Page 41 sur 443 La connaissance du comportement du matériau sous sollicitation de traction et de compression n’est pas suffisante pour modéliser l’ensemble des phénomènes qui interviennent dans une structure. La suite des travaux s’intéressera à la sollicitation de jonctions en BFUP de manière complexe (concomitance de cisaillement longitudinal et de flexion transversale).

Nous présentons dans la suite de ce chapitre les données disponibles dans la littérature sur le comportement des jonctions sous sollicitations multiaxiales. Les données disponibes n’étant pas suffisantes pour réaliser une modélisation analytique des jonctions, nous présentons ensuite des éléments sur le comportement des poutres (et sur leur modélisation) sous sollicitation de flexion cisaillement qui permettront de definir une base de modélisation du comportement des jonctions « âme-table » des poutres en Té (voir chapitre 2).

L’adaptation du modèle de flexion-cisaillement au cas des jonctions monolithiques nécessitera d’avoir un certain nombre de données sur le comportement du matériau. La troisème partie de ce chapitre présentera donc des éléments de comportement des matériaux cimentaires à l’échelle du matériau.
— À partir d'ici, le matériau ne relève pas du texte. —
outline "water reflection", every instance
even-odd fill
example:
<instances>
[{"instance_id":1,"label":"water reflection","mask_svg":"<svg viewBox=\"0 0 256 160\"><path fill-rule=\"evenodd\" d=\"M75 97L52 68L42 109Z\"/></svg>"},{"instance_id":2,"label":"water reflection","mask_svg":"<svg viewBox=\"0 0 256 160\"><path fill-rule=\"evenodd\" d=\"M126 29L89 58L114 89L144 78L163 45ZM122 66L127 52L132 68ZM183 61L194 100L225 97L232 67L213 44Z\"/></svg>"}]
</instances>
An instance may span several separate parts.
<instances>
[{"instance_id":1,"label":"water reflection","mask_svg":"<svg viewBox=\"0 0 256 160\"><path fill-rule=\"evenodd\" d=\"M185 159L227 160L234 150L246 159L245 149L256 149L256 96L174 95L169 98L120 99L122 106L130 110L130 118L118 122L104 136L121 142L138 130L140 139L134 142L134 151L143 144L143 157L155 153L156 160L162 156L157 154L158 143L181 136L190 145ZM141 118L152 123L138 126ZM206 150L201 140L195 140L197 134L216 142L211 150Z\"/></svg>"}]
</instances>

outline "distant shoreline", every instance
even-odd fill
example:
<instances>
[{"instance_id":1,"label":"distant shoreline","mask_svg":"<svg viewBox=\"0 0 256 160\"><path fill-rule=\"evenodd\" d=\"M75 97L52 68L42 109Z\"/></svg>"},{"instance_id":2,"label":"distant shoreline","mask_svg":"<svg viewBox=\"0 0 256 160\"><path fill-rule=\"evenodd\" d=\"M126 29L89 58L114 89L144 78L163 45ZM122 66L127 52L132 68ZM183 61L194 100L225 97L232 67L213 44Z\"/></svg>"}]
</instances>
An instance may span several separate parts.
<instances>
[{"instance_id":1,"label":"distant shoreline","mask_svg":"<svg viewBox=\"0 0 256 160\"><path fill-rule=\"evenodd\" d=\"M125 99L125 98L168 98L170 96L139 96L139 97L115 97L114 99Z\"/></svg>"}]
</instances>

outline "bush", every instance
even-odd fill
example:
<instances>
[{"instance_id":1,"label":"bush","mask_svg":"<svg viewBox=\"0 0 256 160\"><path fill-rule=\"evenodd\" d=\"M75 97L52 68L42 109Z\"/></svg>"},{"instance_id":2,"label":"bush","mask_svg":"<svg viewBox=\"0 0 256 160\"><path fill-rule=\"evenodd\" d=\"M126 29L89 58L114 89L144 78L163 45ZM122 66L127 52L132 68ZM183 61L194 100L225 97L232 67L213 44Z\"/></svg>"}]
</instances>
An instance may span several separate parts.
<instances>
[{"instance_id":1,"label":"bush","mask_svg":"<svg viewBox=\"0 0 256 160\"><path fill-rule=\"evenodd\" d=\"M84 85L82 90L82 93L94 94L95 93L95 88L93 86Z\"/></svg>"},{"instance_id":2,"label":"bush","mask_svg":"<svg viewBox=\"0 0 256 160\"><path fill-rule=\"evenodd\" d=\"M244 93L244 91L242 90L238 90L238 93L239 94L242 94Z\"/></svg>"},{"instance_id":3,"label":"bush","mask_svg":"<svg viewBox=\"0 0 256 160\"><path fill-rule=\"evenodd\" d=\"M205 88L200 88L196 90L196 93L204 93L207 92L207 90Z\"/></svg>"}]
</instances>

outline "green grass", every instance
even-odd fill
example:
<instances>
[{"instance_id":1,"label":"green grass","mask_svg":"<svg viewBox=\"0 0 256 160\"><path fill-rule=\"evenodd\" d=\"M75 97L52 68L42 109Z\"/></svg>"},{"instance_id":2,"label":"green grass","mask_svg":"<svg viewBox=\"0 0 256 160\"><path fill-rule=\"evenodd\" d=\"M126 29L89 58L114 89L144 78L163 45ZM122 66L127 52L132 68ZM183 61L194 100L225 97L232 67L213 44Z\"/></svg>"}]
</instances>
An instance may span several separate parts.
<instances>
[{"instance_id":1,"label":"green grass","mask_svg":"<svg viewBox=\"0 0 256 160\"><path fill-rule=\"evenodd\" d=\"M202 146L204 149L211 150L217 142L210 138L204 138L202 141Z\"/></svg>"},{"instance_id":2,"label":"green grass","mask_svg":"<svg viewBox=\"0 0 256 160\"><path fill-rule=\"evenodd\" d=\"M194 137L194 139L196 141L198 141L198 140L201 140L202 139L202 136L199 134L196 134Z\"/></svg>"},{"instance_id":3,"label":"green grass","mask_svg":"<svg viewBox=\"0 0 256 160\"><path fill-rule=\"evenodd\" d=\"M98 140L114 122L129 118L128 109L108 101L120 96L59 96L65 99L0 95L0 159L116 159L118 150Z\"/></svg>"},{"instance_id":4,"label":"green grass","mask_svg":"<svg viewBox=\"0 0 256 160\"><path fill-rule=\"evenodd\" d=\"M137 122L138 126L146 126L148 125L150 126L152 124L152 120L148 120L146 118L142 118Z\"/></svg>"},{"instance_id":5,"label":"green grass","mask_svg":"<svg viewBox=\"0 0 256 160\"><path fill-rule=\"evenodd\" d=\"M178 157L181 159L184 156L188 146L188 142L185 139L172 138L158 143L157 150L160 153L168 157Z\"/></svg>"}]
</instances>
Cette partie sera également l’occasion de présenter des éléments sur le comportement des matériaux cimentaires sous sollicitation de cisaillement pur qui permettront de mieux appréhender le comportement à la rupture des jonctions qui atteignent la rupture en cisaillement-glissement.

Pour chacun des thèmes abordés, nous nous intéressons aux données disponibles concernant les BFUP mais également les bétons ordinaires (armés ou non) et les bétons de fibres. Cette approche permet d’obtenir une continuité de compréhension de l’origine des phénomènes qui interviennent et de mieux déterminer les élements de modélisation qui peuvent être extrapolés au cas des BFUP.